Accelerating seismic computations using customized number representations on FPGAs

Downward continued based migration

For downward continued based migration there are four potential computational bottlenecks that vary depending on the flavor of the downward continuation algorithm. In many cases the dominant cost is the FFT step. The dimensionality of the FFT varies from 1-D (tilted plane-wave migration (Shan and Biondi, 2007)) to 4-D (narrow azimuth migration (, ). The FFT cost is often dominant due its $nlog(n)$ cost ratio, $n$ being the number of points in the transform, and the non-cache friendly nature of multi-dimensional FFTs. The FK step, which involves evaluating a square root function and performing complex exponential is a second potential bottleneck.
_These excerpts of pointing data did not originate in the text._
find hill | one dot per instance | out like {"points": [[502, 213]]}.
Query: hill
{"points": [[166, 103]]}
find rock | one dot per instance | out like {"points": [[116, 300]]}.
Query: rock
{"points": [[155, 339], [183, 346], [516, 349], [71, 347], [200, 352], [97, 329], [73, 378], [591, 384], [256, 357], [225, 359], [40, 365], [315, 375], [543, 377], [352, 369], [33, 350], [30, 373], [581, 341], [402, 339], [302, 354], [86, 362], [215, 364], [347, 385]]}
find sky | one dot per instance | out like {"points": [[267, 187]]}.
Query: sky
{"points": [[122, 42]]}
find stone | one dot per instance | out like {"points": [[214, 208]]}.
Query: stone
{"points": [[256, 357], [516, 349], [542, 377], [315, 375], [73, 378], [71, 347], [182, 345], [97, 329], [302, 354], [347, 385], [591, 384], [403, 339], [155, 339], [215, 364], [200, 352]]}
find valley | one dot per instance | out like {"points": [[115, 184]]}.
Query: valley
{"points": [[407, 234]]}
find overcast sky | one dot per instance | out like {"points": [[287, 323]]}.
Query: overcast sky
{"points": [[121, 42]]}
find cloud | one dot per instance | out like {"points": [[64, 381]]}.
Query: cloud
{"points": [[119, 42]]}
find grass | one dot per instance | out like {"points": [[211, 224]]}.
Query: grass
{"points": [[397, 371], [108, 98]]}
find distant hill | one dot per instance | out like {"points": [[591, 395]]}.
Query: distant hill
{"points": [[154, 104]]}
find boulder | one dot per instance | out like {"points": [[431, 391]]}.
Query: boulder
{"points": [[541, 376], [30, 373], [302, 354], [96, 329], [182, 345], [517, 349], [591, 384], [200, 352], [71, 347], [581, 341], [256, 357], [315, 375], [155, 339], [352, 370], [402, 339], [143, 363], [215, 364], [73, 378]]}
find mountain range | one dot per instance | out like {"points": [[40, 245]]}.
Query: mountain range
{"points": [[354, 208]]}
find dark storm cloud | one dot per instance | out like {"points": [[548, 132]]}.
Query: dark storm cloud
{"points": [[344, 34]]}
The high operational count per sample can eat up significant cycles. The FX step, which involves a complex exponential, or sine/cosine multiplication, has a similar, but computationally less demanding, profile. Creating subsurface offset gathers for shot profile or plane-wave migration, particularly 3D subsurface offset gathers, can be an overwhelming cost. The large op-count per sample and the non-cache friendly usage can be problematic. Finally, for finite difference based schemes a significant convolution cost is involved.

Last summer the focus was on speeding up 1 and 2-D FFTs. Speedup ranged from 8x-16x depending on the required data precision. (Pell and Clapp, 2007) demonstrated that the subsurface offset calculation can be sped up by a factor of 20x-40x. This summer, the focus was speeding up the FK step by implementing both a table lookup and complex exponential on the FPGA.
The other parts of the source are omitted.